If the Biden Administration has its way, the SEC will soon force public companies to spend as much as $10.2 billion annually evaluating and reporting their direct and indirect impacts on climate. The SEC was never intended to act as a climate regulator, but its latest proposal would mandate that public companies report on their direct greenhouse gas emissions, emissions from their use of electricity for steam, heat or cooling, and even indirect emissions from their suppliers and those who transport their goods. This has led to widespread criticism from elected officials and the business community who are highly concerned about the SEC’s attempt to stray from its mission by inserting itself unnecessarily into matters of climate change policy.
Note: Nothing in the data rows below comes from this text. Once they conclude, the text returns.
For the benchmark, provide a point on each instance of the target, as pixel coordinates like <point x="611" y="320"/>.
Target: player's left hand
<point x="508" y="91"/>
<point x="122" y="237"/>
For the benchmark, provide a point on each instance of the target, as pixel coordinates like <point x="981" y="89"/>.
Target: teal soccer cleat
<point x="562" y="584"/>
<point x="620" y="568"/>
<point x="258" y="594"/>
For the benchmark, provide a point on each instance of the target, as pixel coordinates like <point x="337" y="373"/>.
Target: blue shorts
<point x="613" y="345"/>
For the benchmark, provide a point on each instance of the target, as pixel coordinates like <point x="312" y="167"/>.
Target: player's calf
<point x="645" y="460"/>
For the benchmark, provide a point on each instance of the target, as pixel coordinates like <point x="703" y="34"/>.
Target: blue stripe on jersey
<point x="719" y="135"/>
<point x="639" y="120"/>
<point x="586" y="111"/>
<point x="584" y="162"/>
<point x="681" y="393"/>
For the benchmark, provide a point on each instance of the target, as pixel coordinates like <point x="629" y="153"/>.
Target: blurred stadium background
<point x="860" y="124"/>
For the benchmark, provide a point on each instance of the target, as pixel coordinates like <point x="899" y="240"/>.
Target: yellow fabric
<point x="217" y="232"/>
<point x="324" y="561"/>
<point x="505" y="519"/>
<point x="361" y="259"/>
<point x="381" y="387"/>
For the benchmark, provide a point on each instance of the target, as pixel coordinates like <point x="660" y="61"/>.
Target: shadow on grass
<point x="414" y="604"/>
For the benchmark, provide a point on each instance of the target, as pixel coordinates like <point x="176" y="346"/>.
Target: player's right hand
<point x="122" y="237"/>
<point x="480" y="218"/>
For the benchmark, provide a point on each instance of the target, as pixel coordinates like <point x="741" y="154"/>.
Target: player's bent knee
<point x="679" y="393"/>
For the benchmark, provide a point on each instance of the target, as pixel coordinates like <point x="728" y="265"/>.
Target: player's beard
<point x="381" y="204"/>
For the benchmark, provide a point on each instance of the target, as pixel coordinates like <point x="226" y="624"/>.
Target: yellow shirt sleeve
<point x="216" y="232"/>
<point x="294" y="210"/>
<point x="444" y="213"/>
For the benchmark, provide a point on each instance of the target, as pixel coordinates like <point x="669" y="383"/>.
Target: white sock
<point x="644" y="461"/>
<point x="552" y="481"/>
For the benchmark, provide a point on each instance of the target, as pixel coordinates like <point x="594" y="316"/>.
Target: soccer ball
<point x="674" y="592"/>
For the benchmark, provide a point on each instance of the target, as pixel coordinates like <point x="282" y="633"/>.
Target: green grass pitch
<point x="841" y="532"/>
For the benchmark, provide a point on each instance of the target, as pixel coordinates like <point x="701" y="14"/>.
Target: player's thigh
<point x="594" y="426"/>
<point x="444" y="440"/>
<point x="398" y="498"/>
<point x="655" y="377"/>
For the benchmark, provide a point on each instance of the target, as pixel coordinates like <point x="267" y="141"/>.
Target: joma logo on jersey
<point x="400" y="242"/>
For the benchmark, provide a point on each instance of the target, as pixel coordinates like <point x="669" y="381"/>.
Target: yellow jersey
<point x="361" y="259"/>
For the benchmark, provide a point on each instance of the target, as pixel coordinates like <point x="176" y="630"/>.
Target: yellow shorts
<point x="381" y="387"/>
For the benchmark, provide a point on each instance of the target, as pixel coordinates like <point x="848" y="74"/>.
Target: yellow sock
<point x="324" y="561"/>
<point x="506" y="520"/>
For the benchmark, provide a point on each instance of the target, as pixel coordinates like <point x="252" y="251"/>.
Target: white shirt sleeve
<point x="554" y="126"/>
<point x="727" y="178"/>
The SEC has also unwisely pushed the issue of shareholder mandates to the forefront of public policy. In a July 2023 letter to Congress, TPA noted, “[c]ompanies, in consultation with their shareholders, should be free to manage their businesses as they see fit. This includes efforts regarding various societal issues tangential to their core business. However, it has become clear that public policy, specifically Securities and Exchange Commission (SEC) regulation, is playing a significant role in driving political and policy outcomes pertaining to publicly traded corporations in an extra-legislative manner. In addition, this dynamic is costing companies millions of dollars in additional compliance costs that are ultimately passed on to consumers… SEC regulations and guidance on shareholder proposals currently establish a relatively low bar for submission and inclusion of proposals into companies’ proxy statements. With this process predominantly governed by regulation and guidance, the SEC has wide latitude to raise or lower this bar unilaterally. Over the last few years, the number of proposals submitted to companies has risen significantly while the numbers excluded by the SEC and those ultimately passed by shareholders have fallen. This suggests that the SEC has recently lowered the bar for shareholder proposals, resulting in an increase in the quantity but decrease in the quality of shareholder submissions.”
By enabling shoddy shareholder submissions, the SEC has essentially been regulating through the backdoor by allowing activists to dictate company policy based on objectives that “are inherently subjective and center on various contentious societal issues, such as those advanced by environmental, social, and governance (ESG) investors.”
The compulsive stock-checkers of the world can rest easy knowing that TPA and like-minded groups are keeping a look out for whitecaps and rip tides in federal regulatory policy. So, buy low and buoy high!